Wenn Hund Wuschel vor dem Wochenende erklärt, warum man rechts und links schauen muss, bevor man die Straße überquert, oder dass es gar nicht geht, wenn Onkel Klaus am Steuer telefoniert, leuchtet das jedem ein. Auch Kindern. Für sie sind solche Videos wie die der Kreispolizeibehörde Unna ja auch gemacht. In der digitalen Welt von heute sind zwar klassische Wege der Verkehrserziehung immer noch wichtig und aktuell. Doch genauso essenziell ist es, moderne Möglichkeiten zu nutzen. Und das von klein auf. Denn diese Wissensvermittlung beginnt bei Kindern bereits im Alter von zwei, drei Jahren. „Bewusste Verkehrserziehung ist es am Anfang nicht. Aber eine Auseinandersetzung mit dem Thema ist schon von klein auf da. Ich würde Verkehrserziehung als Teil des Alltags definieren“, erklärt Josef Weiß, Redakteur beim VMS-Verkehrswacht Medien & Service. So sollen Kinder nie an der Seite zum Fahrbahnrand gehen und bei Rot bleibt jeder stehen. „Das müssen Kinder von Beginn an lernen, die Eltern erklären immer wieder, warum“, sagt Weiß.

Drei Kompetenzen

Im Kindergartenalter ist es an der Zeit, drei Schlüsselkompetenzen zu fördern: Bewegen, Wahrnehmen und Verständigen. Dann sollten die Kleinen üben, ihre Bewegungen zu kontrollieren, die eigene Geschwindigkeit erfahren und die Reaktionsfähigkeit trainieren. Nur so sind sie in der Lage, aus dem Laufen zum Beispiel an einer Bordsteinkante zum Stehen zu kommen. Bei der Wahrnehmung geht es darum, das, was man sieht und hört, zu verarbeiten. Aus welcher Richtung kommt ein Geräusch? Ist es wichtig oder nicht? Im Laufe der Zeit lernen Kinder Geschwindigkeiten, Entfernungen, Gefahren und die Absichten anderer Verkehrsteilnehmer einzuschätzen. Gleichzeitig müssen sie sich verständigen und ihre eigenen Absichten mitteilen können. Dazu gehört auch das Wissen über Verständigungszeichen und -regeln.

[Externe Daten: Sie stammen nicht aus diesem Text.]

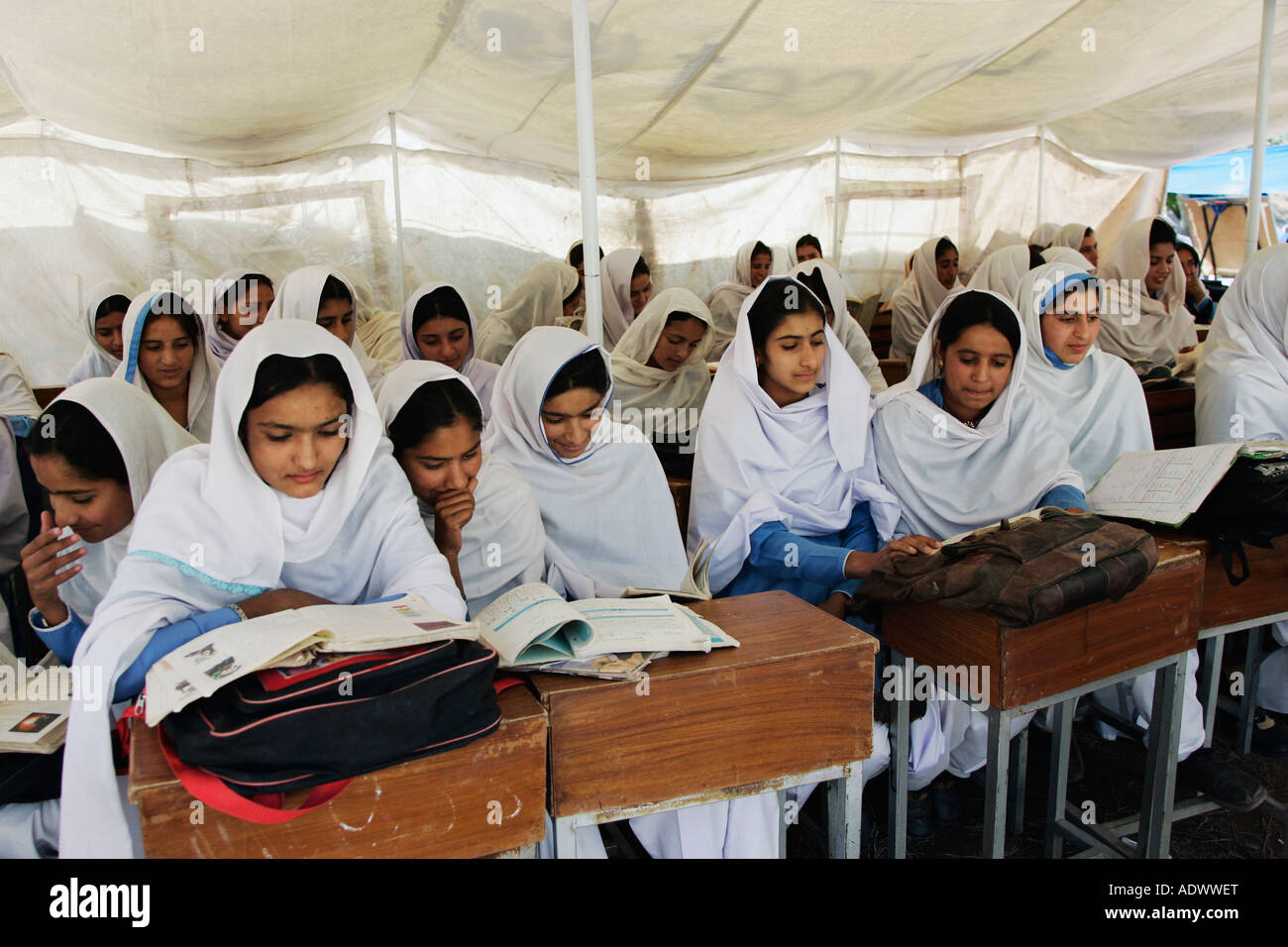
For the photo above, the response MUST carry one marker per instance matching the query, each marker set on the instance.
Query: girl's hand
(42, 558)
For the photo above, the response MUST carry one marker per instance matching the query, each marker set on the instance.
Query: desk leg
(566, 839)
(845, 814)
(1061, 736)
(1211, 684)
(898, 827)
(1164, 737)
(995, 789)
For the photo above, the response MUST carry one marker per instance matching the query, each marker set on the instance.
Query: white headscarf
(951, 478)
(805, 466)
(481, 373)
(608, 513)
(297, 298)
(1132, 324)
(537, 300)
(219, 342)
(503, 544)
(1241, 376)
(97, 361)
(1001, 270)
(616, 275)
(915, 300)
(1098, 405)
(638, 386)
(211, 532)
(728, 296)
(845, 326)
(201, 376)
(146, 436)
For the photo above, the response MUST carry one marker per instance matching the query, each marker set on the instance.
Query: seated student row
(575, 440)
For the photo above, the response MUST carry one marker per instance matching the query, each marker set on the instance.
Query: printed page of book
(1160, 486)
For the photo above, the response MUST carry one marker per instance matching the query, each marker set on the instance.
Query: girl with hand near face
(296, 500)
(438, 326)
(166, 356)
(483, 517)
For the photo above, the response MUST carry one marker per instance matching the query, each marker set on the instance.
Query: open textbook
(1163, 486)
(34, 705)
(533, 626)
(695, 586)
(290, 639)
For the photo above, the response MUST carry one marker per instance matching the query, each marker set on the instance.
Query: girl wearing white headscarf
(1241, 390)
(1142, 313)
(214, 532)
(303, 295)
(241, 296)
(175, 368)
(846, 328)
(548, 295)
(1001, 270)
(102, 354)
(751, 264)
(438, 326)
(417, 401)
(660, 373)
(932, 277)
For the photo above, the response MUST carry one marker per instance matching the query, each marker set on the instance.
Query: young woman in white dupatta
(438, 326)
(325, 296)
(103, 315)
(934, 274)
(751, 264)
(239, 302)
(94, 451)
(1142, 316)
(483, 517)
(1241, 390)
(828, 285)
(166, 357)
(661, 376)
(548, 295)
(295, 497)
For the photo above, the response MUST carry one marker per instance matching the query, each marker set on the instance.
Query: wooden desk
(437, 806)
(1052, 664)
(791, 706)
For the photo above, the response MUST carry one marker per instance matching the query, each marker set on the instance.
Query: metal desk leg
(1164, 737)
(1250, 678)
(845, 813)
(995, 789)
(566, 838)
(1061, 736)
(1211, 684)
(900, 725)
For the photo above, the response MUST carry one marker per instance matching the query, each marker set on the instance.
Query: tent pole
(587, 166)
(1258, 134)
(393, 151)
(836, 209)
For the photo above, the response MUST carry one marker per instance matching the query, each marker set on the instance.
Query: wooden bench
(791, 706)
(481, 799)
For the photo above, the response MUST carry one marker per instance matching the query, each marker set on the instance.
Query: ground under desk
(434, 806)
(791, 706)
(1051, 664)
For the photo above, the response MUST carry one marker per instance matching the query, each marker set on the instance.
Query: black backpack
(1248, 505)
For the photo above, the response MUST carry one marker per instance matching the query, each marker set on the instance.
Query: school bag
(1248, 505)
(318, 725)
(1024, 571)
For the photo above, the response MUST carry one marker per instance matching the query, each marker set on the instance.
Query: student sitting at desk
(483, 517)
(295, 497)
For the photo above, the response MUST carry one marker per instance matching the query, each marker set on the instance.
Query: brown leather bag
(1024, 571)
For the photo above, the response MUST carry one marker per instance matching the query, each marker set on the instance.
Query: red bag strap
(214, 792)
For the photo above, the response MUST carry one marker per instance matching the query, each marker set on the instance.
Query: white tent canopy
(147, 138)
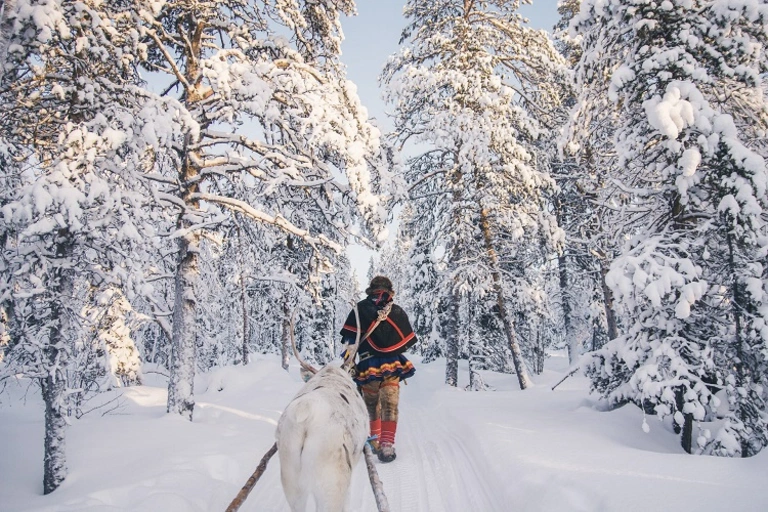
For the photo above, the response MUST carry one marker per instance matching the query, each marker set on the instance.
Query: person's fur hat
(380, 283)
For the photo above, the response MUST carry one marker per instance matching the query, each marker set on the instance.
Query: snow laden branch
(276, 220)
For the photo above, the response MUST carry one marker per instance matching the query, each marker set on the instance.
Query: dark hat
(380, 283)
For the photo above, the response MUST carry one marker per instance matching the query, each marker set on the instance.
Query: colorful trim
(394, 347)
(379, 372)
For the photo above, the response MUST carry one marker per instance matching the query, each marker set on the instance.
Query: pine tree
(469, 83)
(226, 65)
(690, 288)
(78, 207)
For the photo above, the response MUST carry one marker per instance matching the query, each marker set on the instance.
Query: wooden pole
(248, 487)
(376, 485)
(572, 372)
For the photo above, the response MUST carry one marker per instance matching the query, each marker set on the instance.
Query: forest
(179, 179)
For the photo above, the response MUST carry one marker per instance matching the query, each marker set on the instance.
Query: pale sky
(370, 38)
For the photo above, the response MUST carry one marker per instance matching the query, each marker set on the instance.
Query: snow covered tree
(692, 282)
(469, 83)
(276, 134)
(77, 207)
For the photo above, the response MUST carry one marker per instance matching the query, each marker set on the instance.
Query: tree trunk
(451, 337)
(565, 296)
(517, 357)
(54, 455)
(184, 333)
(738, 305)
(686, 430)
(285, 345)
(184, 340)
(610, 316)
(53, 385)
(243, 296)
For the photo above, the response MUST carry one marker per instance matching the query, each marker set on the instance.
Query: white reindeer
(321, 436)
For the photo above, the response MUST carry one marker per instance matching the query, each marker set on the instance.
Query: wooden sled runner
(376, 485)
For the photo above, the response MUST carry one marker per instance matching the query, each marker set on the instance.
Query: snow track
(434, 469)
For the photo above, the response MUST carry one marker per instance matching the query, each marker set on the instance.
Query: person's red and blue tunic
(382, 364)
(381, 354)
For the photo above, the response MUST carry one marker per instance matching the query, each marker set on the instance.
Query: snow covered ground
(502, 450)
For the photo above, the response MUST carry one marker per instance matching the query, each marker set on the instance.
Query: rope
(248, 487)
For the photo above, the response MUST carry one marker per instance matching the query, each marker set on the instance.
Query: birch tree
(692, 281)
(468, 84)
(273, 123)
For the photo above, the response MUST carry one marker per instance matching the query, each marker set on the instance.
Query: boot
(387, 441)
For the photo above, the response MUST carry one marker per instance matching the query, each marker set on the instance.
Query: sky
(369, 39)
(536, 450)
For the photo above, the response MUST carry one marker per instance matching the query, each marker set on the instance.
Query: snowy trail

„Ziel der Verkehrserziehung ist, die Kinder schrittweise in die Lage zu versetzen, dass eine eigenständige, sichere und situationsadäquate Verkehrsteilnahme möglich ist“, sagt Weiß. Die Deutsche Verkehrswacht ist seit jeher selbst, aber auch mit Materialien und Medien in den Kindergärten und Grundschulen vertreten, um die Verkehrserziehung zu unterstützen. Vor allem die Bewegungsförderung steht dabei im Mittelpunkt. Spielerisch können Kinder zum Beispiel mit der „Move-it-Box” (s. Infokasten) motorisch für den Straßenverkehr geschult werden.Neben der Verkehrswacht zeigt auch die Polizei bei der Verkehrserziehung bundesweit Präsenz in Kindergärten und Grundschulen.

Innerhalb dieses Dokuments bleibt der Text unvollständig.